Larger pension schemes are more likely to be well governed than small and medium-sized schemes, according to research.
The Pensions Regulator (TPR), which conducted the research to better understand trustees' skills, knowledge and governance, said trustees from larger schemes were more likely to have received training, have greater access to advisers and spend more time on their duties.
Based on 816 interviews with trustees of defined contribution (DC), defined benefit (DB) and hybrid schemes, TPR said the average amount of time spent by a trustee on their duties was nine days per year for small schemes, 12 days for medium schemes and 16 days for large schemes.
The research found schemes administered solely by professional trustees were more likely to be "well run" than those run by lay trustees, for instance in their ability to assess the value for money of investment advisers.
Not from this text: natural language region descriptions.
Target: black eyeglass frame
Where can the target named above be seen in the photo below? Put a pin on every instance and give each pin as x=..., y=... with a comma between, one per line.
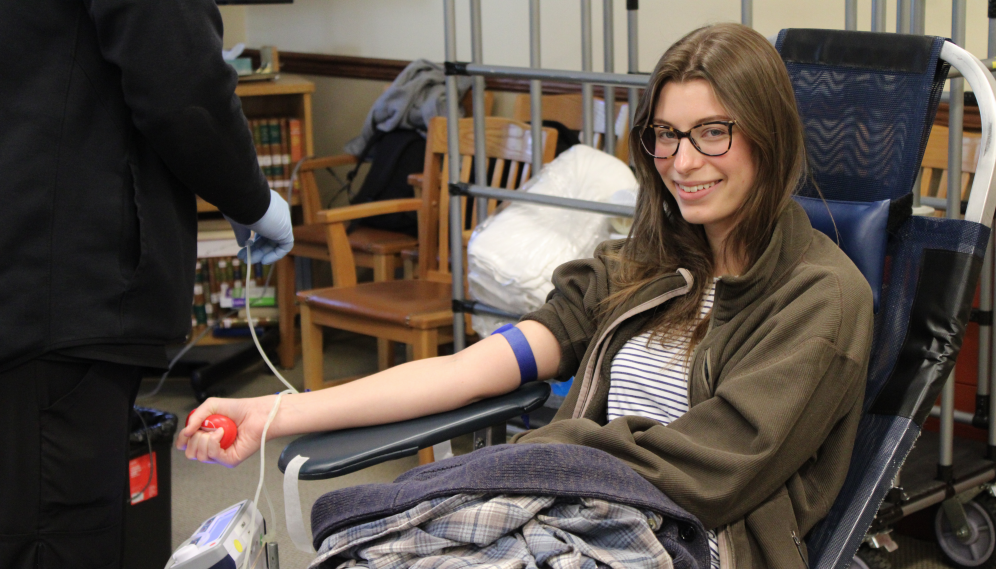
x=682, y=134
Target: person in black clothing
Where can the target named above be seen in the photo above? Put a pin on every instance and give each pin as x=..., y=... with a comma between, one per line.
x=113, y=115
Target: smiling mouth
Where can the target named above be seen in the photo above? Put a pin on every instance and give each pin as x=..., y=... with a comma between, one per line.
x=696, y=188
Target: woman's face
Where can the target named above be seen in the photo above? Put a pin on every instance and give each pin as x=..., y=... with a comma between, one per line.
x=708, y=189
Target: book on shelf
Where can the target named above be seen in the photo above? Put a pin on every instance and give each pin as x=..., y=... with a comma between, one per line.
x=296, y=146
x=220, y=293
x=279, y=146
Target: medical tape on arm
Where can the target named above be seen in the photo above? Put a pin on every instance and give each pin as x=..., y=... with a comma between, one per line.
x=523, y=352
x=292, y=505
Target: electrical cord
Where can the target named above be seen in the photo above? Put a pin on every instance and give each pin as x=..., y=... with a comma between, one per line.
x=193, y=341
x=152, y=461
x=273, y=411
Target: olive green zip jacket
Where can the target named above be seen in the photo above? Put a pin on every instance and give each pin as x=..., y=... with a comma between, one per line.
x=775, y=391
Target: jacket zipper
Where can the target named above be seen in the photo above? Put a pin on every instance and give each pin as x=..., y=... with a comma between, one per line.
x=588, y=380
x=798, y=546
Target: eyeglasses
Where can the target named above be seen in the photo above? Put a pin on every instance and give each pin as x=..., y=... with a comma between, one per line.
x=712, y=138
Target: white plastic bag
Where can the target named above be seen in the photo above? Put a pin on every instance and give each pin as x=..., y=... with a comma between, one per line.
x=512, y=256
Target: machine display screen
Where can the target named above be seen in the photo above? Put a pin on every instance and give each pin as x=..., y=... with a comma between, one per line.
x=218, y=527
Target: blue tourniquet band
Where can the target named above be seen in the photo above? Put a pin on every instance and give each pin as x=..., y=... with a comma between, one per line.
x=523, y=353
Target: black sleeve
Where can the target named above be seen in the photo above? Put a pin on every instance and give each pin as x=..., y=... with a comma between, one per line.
x=182, y=97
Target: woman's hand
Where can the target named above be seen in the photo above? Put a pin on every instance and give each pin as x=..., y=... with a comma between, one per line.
x=249, y=416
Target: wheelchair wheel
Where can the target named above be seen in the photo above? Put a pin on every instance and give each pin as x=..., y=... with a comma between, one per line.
x=977, y=551
x=868, y=558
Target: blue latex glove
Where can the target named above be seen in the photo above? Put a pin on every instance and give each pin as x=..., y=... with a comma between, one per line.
x=274, y=234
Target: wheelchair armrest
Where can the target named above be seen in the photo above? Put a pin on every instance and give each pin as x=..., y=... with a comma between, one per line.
x=336, y=453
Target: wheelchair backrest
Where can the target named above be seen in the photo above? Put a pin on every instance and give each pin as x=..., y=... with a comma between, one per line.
x=867, y=102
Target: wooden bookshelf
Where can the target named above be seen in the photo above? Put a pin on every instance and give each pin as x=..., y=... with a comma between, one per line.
x=286, y=96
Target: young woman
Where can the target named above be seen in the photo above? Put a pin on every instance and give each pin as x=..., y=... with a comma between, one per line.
x=720, y=350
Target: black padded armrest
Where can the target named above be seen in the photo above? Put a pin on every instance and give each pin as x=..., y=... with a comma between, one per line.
x=336, y=453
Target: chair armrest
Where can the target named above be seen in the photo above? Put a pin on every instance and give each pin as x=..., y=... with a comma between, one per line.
x=327, y=162
x=415, y=180
x=348, y=213
x=336, y=453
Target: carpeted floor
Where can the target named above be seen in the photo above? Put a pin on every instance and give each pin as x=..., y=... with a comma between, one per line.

Lesley Titcomb, chief executive at TPR, said: "While many are doing a good job, there are some concerning findings, such as gaps in investment knowledge and the confidence to apply such knowledge, so we need to do more work to decide how best to address this.
Of the schemes that use advisers, the majority of schemes, 58%, rarely disagreed with their advisers, with a further 24% always agreeing. TPR highlighted agreement could be a sign trustees did not have the knowledge to challenge the advice they received.
The research also found DB schemes were, in general, better governed than DC schemes. The regulator said compared to DB and hybrid schemes, trustees of DC schemes spent less time on their duties.
TPR said schemes used for automatic enrolment showed a "higher level of engagement" with many aspects of scheme governance, such as having board meetings more frequently, and have more formal training in place for their trustees.
The regulator found the largest knowledge gaps - the disparity between what trustees felt they needed to know and what they actually knew - were around pension investment, pension law and the roles and responsibilities of trustees.
Titcomb added she would like an "open debate" with the industry about what an "effective 21st century trustee should look like", and how to get there.